Écrit par sur 16 décembre 2021

Bonjour à tous, aujourd’hui dans Europe in soundbite nous allons nous intéresser à la place des sciences naturelles à la bibliothèque ambrosienne de Milan.

Qu’est-ce que l’Ambrosienne ?

L’Ambrosienne est une institution créée par le cardinal-archevêque de Milan, Frédéric Borromée, au début du xviie siècle. C’est une des premières bibliothèques publiques d’Europe, en même temps qu’un musée et un cabinet de curiosité. Sa salle de lecture est ouverte aux érudits de tout le continent ; on vient même de l’Angleterre protestante pour la visiter. La bibliothèque possède également un atelier d’imprimerie qui diffuse les travaux de ses « docteurs », des prêtres pensionnés qui travaillent à plein temps sur les collections réunies par l’archevêque. Celui-ci fait en effet acheter des manuscrits et des imprimés, des œuvres d’art et des curiosités aux quatre coins de l’Europe, du bassin méditerranéen et du monde. Ils évoquent la théologie, la philosophie, les langues anciennes et modernes, l’histoire, mais aussi les sciences naturelles, dont l’archevêque est très curieux.
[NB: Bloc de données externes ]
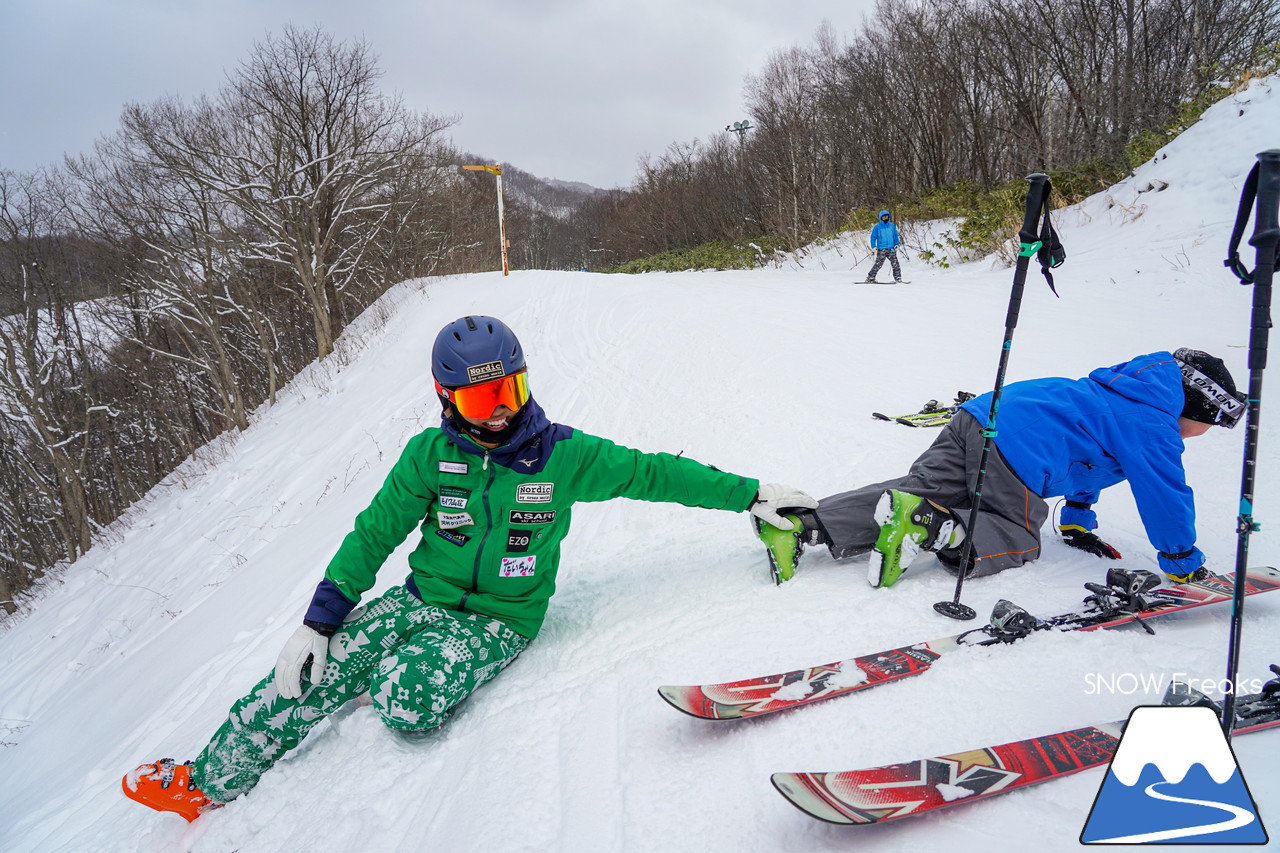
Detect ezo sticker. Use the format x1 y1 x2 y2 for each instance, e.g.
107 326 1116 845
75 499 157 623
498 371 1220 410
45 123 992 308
498 555 538 578
507 528 534 553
Comment les sciences naturelles sont-elles représentées dans les collections ? 

Conformément à la tradition humaniste, Frédéric Borromée voit dans l’observation de la nature un prologue à la théologie. L’archevêque s’intéresse aux travaux de scientifiques comme Galilée ou comme les membres de l’académie des « Lynx » à Rome. Il est passionné par l’astronomie et l’exploration du Nouveau Monde. Milan est alors un carrefour du monde catholique, d’où de nombreux prêtres partent pour évangéliser les Amériques et l’Asie ; Borromée en profite pour acquérir des livres, des rapports et des objets sur ces terres de mission. Il veut connaître la géographie, la faune et la flore de ces régions, ainsi que l’histoire et les coutumes des peuples qui y vivent. Lui qui possède plusieurs télescopes, il envisage un temps de faire construire un planétarium, voire un observatoire, à la bibliothèque. Après quelques hésitations, il renonce aussi à y faire engager un mathématicien. La place des sciences va ainsi peu à peu décliner, surtout quand l’Église commence à censurer les découvertes scientifiques. 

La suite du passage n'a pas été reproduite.